Durable Human (2 book series)

The AI Doc: From the Durable Human Perspective

Ad on a bus in San Francisco says Stop Hiring Humans

This is a synopsis of The AI Doc: Or How I Became an Apocaloptimist:   

A father-to-be tries to figure out what is happening with all this AI insanity. The AI Doc: Or How I Became an Apocaloptimist is a hand-made, eye-opening documentary about the most powerful technology humanity has ever created…and what’s at stake if we get it wrong.

The following review tells the whole story. With that spoiler alert, you may wish to leave this screen and watch The AI Doc, which you can easily do in the comfort of your home. Even if you stick around, be sure to see the movie. So, here we go:

Art reflected life as I stepped into the darkened theater.

I was in the heart of San Francisco, where all AI startups seem to be born.

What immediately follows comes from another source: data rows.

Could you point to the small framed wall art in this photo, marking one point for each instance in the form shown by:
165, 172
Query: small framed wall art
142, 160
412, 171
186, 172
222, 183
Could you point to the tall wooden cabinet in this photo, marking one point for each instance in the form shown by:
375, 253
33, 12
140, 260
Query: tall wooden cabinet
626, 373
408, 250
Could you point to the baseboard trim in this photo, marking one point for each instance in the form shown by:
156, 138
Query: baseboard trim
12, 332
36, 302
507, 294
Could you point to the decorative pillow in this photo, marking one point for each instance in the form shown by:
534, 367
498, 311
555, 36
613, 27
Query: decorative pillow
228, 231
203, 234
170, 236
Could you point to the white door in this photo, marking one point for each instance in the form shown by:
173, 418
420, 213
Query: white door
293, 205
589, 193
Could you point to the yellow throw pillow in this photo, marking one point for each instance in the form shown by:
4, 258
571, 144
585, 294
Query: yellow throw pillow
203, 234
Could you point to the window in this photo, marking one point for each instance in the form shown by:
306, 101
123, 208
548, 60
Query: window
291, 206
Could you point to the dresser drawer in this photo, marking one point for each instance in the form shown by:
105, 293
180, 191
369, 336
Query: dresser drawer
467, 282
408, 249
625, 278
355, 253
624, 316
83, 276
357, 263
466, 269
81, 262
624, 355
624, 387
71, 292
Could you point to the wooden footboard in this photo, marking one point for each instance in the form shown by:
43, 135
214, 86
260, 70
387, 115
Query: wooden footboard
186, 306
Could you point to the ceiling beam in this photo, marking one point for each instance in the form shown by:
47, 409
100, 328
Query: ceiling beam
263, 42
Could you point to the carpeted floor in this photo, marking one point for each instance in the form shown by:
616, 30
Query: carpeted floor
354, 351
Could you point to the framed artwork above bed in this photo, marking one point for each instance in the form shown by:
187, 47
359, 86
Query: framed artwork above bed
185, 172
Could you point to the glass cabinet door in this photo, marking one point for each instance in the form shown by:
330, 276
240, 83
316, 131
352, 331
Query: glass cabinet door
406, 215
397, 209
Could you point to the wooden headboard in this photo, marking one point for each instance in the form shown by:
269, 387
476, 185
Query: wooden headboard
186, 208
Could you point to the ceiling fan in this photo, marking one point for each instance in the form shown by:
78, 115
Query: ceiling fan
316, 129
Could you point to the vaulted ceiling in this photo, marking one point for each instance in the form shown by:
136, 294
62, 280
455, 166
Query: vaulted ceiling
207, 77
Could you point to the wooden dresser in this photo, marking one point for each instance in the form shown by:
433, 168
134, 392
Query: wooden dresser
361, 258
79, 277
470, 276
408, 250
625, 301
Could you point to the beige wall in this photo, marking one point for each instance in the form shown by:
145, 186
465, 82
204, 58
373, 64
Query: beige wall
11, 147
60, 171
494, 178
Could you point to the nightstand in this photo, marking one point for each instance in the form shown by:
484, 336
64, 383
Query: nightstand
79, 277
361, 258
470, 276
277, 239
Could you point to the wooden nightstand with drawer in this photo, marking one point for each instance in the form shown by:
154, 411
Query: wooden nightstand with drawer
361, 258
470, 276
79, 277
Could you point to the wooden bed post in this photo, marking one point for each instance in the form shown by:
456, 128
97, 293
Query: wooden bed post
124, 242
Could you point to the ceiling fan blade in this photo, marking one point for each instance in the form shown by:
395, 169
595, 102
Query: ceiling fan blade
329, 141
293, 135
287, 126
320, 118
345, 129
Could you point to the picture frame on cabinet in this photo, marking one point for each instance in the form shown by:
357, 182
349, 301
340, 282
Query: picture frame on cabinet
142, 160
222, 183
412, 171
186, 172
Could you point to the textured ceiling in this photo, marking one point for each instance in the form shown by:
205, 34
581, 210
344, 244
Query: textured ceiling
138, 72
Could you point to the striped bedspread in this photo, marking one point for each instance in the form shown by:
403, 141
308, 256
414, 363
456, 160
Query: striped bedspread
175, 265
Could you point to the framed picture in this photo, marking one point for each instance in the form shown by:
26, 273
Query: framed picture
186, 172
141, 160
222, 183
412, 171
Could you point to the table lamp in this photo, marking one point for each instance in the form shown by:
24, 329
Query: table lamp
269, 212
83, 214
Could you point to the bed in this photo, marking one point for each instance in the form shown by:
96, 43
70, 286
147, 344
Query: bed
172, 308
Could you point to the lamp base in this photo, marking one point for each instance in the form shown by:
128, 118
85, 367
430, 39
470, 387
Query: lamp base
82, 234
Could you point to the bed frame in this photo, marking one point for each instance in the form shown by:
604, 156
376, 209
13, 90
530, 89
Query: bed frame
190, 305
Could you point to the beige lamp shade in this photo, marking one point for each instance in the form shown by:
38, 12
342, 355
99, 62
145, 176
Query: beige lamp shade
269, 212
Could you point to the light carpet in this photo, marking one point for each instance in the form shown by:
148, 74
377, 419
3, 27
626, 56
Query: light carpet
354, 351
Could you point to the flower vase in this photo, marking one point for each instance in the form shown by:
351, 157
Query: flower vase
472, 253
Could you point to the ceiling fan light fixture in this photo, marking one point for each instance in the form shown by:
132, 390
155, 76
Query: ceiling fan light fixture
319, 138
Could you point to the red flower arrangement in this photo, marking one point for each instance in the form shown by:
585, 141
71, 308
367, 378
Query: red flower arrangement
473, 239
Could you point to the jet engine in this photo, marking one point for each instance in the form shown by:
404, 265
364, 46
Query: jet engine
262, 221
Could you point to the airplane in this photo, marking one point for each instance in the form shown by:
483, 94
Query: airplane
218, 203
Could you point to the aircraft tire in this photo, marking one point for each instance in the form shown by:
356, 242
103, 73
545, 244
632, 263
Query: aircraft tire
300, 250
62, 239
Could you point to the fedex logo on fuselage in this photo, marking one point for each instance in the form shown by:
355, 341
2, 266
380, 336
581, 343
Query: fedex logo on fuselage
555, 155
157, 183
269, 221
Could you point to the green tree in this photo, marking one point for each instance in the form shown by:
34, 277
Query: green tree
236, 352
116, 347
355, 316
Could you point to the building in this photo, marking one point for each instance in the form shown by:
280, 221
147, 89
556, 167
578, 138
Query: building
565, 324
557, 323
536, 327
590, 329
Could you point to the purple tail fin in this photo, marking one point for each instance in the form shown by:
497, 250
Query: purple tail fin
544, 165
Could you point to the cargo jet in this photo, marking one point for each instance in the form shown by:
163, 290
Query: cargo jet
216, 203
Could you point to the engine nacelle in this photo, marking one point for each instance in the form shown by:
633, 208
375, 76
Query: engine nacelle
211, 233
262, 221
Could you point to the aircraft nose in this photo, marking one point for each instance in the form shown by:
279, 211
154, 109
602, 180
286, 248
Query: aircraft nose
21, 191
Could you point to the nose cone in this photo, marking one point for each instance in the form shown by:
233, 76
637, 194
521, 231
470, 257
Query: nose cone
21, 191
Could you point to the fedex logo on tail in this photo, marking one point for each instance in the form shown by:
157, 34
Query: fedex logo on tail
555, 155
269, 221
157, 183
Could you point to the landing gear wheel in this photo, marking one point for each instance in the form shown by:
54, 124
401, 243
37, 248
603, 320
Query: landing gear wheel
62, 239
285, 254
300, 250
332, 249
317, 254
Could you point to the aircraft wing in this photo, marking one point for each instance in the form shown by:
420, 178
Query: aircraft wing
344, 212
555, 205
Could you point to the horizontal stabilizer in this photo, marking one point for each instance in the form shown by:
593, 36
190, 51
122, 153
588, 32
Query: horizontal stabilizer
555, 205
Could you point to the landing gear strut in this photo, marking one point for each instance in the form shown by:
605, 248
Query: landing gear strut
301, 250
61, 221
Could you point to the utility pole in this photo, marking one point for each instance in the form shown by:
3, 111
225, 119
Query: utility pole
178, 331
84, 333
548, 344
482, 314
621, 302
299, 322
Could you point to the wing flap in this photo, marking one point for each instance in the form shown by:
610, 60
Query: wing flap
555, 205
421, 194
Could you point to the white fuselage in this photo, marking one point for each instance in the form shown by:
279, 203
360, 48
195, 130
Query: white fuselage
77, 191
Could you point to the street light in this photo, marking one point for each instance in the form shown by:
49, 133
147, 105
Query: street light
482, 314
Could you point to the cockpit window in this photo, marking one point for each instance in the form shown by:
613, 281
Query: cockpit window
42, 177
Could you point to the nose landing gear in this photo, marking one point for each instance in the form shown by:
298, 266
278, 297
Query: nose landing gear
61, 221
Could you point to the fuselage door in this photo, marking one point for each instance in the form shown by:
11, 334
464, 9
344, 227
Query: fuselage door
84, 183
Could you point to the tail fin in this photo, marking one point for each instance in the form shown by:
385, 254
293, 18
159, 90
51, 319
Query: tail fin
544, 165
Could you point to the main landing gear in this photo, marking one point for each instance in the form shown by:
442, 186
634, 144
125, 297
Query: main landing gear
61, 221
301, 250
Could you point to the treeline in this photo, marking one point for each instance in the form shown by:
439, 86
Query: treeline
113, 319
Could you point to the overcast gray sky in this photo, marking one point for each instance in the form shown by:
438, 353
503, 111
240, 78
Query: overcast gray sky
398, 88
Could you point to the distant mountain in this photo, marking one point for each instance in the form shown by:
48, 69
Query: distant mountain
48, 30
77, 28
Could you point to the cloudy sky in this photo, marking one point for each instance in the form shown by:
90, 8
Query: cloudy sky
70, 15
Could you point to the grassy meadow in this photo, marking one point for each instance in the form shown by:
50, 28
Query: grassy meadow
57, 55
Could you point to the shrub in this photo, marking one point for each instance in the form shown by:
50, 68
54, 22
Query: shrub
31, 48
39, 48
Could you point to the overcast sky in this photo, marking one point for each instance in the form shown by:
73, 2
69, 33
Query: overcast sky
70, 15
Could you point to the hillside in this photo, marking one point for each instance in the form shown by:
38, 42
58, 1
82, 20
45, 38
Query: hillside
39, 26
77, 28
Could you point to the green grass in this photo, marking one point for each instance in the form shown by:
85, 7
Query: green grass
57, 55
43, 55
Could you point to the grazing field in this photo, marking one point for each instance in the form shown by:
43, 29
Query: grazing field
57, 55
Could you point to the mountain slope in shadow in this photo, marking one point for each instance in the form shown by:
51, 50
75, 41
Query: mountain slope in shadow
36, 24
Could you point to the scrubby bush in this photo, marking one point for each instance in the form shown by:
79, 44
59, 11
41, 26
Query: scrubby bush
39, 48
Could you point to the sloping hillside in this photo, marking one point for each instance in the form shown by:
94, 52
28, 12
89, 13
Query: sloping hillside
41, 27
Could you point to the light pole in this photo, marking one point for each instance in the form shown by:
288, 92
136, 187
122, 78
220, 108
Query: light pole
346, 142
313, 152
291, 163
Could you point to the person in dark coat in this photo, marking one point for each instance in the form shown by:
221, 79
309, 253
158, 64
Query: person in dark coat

In the weeks I’d been visiting the city, I’d pass people on the street and wonder: did they have a hand in a phenomenon compared to the discovery of fire? Billboards shouted AI’s benefits. Ads on busses screamed the words: “STOP HIRING HUMANS.”

I sit next to my daughter-in-law—herself an executive at an established startup. My son is back at their apartment recovering from upper jaw surgery. His art studio is blocks from the theater. From early days, he’d sketch in the margins of his school papers and notebooks. Soon after graduating from college with a degree in industrial design, Nike had hired him in part for how he could draw up great ideas on the fly.     

Co-director and on-screen narrator Daniel Roher draws or paints most of the graphics in the movie. Sketchbooks will play a central and active role.

As the movie begins, we see Daniel as a boy, learning about computers and having fun making his own videos. His relationship with technology seems sympatico until one day, he notices that computers have begun to churn out entire screenplays. His dander up, he determines to find out more about this precocious digital intruder.  

The pounding beats of Neil Young’s dystopian “We R in Control” attend Daniel as he sets up to ask the experts: What is AI? They stammer to define it and confirm our cloying worries. “Super intelligence” will have more intelligence than all of humanity. The goal is to supplant all human labor. Our species could be exterminated.  

Daniel asks tech truth-sayer Tristan Harris—whom The Durable Human has followed for a decade—if we are doomed. He pauses and says, “It’s not good news.”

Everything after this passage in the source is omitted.